# What happened to Swobo?



## husonfirst (Jul 15, 2006)

I wanted to check out the Del Norte but their website says they've suspended operations. I wonder what happened.


----------



## foofighter (Dec 19, 2008)

ok i just went on their site and seems they got hacked? because there's a movie poster for blacksheep and some verbiage...
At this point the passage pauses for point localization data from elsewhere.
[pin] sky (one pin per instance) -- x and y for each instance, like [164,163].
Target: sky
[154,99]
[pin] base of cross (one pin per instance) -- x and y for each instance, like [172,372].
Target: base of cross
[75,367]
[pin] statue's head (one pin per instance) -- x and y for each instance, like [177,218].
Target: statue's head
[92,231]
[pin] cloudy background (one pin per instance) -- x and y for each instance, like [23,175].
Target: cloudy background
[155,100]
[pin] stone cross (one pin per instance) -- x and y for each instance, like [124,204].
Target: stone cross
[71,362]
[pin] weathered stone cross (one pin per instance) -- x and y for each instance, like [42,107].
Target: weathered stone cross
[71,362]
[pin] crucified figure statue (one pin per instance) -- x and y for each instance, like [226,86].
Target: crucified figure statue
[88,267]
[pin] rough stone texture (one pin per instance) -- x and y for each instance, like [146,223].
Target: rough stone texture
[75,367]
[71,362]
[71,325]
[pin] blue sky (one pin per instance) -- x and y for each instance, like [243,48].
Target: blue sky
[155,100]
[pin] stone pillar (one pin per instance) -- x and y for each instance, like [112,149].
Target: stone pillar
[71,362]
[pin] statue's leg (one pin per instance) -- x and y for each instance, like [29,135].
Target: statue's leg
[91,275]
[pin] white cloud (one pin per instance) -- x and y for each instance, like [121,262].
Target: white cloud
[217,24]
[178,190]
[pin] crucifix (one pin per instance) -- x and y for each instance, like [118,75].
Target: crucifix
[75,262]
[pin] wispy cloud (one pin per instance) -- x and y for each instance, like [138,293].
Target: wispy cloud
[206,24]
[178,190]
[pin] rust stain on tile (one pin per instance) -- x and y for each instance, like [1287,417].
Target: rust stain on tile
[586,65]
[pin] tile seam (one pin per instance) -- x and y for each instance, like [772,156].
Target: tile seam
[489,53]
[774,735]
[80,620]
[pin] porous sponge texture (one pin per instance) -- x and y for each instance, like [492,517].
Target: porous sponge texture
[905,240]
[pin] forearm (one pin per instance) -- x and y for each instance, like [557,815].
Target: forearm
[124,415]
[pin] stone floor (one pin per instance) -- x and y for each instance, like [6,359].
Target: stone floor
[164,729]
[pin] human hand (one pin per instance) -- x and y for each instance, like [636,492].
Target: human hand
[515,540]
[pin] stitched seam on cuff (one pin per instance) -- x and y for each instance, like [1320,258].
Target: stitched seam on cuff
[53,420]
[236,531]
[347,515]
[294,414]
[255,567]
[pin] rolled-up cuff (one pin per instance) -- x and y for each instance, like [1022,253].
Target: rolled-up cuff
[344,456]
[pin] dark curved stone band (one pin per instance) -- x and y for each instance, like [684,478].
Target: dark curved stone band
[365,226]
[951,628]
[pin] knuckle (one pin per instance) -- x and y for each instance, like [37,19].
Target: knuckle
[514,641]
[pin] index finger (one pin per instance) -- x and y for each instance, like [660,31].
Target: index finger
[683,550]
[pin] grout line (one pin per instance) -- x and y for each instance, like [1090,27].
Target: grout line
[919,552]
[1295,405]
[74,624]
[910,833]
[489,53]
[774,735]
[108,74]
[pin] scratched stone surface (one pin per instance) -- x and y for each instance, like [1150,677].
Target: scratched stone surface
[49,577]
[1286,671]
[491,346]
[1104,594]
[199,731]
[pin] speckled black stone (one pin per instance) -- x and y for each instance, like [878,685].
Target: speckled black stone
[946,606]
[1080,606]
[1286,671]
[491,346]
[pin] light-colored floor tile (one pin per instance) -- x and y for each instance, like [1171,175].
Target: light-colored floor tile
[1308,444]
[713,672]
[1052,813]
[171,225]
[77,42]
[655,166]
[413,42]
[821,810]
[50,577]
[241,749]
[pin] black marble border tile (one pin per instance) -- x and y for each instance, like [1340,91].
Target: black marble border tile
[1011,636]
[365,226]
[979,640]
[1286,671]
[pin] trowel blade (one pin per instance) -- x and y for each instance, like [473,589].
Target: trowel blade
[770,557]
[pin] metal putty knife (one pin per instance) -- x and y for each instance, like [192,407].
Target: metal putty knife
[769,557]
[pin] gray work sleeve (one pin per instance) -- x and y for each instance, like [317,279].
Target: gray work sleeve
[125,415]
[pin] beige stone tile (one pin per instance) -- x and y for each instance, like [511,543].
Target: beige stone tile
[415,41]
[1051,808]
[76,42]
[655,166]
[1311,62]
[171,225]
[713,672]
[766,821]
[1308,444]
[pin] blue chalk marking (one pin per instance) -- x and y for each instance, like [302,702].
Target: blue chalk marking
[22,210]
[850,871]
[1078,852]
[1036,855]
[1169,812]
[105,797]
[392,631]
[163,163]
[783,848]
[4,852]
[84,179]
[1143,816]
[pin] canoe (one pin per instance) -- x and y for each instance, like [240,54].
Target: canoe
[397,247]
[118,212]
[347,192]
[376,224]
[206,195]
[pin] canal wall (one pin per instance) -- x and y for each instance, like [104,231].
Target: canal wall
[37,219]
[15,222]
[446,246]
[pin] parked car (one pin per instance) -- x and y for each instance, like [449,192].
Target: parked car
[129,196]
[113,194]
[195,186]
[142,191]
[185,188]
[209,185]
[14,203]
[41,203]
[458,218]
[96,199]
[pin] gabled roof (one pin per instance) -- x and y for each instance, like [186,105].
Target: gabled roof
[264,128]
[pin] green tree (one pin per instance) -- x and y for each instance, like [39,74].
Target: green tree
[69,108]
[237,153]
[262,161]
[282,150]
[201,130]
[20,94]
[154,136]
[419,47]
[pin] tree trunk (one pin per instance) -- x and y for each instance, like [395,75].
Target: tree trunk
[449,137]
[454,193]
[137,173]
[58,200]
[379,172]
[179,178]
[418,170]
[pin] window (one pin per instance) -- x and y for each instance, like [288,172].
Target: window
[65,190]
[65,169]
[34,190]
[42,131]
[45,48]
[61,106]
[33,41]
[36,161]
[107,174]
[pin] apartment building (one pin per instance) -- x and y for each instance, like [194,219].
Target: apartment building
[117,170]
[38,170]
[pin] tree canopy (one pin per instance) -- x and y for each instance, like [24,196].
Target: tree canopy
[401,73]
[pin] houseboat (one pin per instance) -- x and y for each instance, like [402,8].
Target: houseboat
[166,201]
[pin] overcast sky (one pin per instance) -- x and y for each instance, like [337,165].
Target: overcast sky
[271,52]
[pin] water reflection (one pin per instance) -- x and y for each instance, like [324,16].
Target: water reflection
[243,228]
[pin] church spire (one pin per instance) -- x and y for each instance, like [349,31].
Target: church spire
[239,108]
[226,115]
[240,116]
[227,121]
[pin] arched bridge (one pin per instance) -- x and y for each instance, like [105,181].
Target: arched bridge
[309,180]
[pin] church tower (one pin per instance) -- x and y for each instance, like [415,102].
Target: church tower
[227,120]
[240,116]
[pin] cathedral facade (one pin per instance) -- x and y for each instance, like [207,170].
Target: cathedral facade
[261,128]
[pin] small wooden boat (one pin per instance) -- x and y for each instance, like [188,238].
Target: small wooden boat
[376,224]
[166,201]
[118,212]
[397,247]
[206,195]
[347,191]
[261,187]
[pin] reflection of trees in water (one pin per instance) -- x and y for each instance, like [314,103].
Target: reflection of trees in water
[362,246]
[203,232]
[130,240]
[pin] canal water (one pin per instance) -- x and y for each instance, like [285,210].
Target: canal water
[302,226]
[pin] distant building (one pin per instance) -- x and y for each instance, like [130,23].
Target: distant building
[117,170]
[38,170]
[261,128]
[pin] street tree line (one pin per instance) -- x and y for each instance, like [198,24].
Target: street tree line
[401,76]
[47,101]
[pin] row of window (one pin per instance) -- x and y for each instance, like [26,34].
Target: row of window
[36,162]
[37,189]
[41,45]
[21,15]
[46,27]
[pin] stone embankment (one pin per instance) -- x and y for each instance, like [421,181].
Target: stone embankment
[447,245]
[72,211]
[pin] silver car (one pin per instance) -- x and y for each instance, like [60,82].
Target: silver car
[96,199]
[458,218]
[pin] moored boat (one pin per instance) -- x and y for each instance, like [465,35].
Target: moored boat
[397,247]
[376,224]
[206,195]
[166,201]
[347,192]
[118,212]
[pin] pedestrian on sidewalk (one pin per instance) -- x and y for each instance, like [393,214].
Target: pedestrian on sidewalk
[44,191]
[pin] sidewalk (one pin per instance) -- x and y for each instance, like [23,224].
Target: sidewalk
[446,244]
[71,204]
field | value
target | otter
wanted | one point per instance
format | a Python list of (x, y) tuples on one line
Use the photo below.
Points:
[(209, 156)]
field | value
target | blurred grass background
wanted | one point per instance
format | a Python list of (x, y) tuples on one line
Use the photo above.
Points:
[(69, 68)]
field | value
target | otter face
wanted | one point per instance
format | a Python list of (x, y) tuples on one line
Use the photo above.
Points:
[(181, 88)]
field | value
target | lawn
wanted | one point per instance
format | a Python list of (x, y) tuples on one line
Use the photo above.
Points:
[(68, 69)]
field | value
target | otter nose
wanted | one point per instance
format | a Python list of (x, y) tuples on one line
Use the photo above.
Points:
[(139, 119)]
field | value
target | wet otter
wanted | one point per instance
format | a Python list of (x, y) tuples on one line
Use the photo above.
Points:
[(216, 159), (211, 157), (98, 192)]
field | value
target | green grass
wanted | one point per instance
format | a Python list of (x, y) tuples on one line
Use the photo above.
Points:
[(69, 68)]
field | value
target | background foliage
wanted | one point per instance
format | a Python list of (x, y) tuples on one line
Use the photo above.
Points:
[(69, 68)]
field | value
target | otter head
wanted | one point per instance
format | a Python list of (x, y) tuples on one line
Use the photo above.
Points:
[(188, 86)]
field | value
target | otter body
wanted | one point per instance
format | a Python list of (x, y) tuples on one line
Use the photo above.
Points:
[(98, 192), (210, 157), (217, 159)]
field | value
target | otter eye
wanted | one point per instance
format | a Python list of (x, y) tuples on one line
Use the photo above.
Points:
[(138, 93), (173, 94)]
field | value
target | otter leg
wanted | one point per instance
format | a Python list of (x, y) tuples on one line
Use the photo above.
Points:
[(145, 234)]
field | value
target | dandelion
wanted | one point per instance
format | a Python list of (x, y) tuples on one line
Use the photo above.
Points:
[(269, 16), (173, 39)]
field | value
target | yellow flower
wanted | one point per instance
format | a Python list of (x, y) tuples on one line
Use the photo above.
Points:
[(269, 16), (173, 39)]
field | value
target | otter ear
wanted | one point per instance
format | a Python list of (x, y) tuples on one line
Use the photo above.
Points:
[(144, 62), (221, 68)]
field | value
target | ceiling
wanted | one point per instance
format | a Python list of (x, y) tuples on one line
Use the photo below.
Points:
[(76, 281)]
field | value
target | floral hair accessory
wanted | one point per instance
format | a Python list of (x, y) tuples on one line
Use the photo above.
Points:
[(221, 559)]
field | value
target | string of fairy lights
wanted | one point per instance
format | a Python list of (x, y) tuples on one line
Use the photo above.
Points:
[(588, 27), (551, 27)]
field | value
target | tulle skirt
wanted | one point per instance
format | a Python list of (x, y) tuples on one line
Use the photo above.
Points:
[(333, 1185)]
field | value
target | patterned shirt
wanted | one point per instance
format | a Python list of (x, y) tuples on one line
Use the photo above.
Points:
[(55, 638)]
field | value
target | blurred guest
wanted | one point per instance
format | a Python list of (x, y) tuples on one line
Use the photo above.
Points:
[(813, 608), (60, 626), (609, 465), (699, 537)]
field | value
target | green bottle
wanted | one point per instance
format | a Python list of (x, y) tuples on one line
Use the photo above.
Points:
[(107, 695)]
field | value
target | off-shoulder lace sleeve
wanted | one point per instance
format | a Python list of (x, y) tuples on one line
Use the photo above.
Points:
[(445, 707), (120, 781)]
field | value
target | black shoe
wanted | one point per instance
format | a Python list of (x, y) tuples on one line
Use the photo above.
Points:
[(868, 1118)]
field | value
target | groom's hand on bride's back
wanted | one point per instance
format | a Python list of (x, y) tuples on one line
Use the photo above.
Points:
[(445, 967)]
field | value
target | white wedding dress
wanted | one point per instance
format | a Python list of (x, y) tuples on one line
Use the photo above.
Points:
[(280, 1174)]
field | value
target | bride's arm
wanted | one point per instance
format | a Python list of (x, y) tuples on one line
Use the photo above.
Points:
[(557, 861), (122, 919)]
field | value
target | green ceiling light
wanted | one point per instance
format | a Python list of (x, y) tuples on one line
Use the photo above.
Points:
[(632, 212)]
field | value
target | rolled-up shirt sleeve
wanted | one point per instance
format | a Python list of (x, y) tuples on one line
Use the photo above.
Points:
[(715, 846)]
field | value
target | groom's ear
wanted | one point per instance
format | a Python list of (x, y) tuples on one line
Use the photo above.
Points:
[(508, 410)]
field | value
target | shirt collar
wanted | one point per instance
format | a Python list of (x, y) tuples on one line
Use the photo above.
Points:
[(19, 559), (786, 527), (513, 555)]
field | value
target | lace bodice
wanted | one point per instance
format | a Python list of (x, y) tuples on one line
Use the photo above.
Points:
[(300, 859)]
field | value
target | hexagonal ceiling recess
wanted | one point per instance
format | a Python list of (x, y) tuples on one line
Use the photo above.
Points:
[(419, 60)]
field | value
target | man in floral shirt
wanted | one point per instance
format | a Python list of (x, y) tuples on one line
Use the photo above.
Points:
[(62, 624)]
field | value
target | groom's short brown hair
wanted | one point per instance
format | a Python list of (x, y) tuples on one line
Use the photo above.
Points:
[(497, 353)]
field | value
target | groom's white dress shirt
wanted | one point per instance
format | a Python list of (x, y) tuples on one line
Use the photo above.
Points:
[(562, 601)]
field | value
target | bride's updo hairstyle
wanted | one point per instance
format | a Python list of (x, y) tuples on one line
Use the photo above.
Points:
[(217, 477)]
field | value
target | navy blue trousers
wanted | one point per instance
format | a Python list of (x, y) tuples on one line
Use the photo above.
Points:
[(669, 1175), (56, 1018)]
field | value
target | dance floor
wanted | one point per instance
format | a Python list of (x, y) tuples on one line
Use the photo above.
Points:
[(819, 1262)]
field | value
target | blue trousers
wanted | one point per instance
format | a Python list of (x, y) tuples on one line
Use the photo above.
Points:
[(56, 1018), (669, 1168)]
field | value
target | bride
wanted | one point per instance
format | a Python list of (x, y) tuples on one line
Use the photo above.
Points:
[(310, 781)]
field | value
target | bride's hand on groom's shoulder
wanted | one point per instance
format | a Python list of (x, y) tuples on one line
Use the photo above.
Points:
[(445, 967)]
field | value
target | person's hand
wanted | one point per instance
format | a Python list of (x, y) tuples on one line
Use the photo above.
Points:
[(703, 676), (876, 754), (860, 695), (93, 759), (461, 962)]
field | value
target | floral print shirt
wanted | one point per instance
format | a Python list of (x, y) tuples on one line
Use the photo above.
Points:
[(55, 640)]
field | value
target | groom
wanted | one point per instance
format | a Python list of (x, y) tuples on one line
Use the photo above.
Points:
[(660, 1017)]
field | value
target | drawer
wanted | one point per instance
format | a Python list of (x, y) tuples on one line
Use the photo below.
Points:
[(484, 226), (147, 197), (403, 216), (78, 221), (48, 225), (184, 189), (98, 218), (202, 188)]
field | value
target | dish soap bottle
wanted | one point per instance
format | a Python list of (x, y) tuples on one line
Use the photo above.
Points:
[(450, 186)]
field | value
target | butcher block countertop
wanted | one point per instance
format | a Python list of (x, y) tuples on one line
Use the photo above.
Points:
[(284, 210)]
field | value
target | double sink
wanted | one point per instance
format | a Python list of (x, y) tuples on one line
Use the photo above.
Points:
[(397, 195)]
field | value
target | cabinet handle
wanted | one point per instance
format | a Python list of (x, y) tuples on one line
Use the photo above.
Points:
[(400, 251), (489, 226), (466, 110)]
> In our relentless quest to provide superior wool garments, we have at times resorted to some less than completely tested science. As can be expected with any experimentation, there is an element of risk involved when pushing the envelope. In this case, our efforts to produce the next super-wool had the unfortunate contingent side effect of propagating an outbreak of zombie sheep.
> 
> Understandably, this has caused some unforeseen complications for our day to day operations. Therefore, it is with great regret that we have to temporarily suspend our regular business operations. We apologize for any inconvenience this might cause, but please bear with us.
> 
> ...


----------



## UrbanPrimitive (Jun 14, 2009)

Their website (at 11:29pm E.S.T.) requires a username and password to access. I'm not aware of any significant upheaval in the business. My first guess after reading foofighter's quote was that the higher ups put some gen-Y friendly copy on the front page while doing some reorganizing of the business or the site. But, alas, it seems that's not true and there is something foul afoot. My take on it at present is stay tuned for a week and see what happens. Unless it just happened the company hasn't gone under and their frames are still available from other retailers.


----------



## ejr13 (Dec 14, 2006)

From their twitter 

"Swobotwit Swobo 
Bike, clothes, and cool gear we know. Web sites? Not so much. Will be back ASAP.
16 May

Swobotwit Swobo 
Ah...technical difficulties. Making a little change to the store and BAM! the whole thing broke. Will be back up ASAP.
16 May


----------



## johnny dollar (Jul 21, 2010)

lol. 

Internet 1 
Swobo 0


----------



## PomPilot (May 17, 2006)

So _that's_ where some of my firm's former ecomm designers ended up.


----------



## David Loving (Jun 13, 2008)

If something happens to SWOBO where am I gonna get sock and T-shirts?


----------



## Pablo (Jul 7, 2004)

David Loving said:


> If something happens to SWOBO where am I gonna get sock and T-shirts?


Smartwool.


----------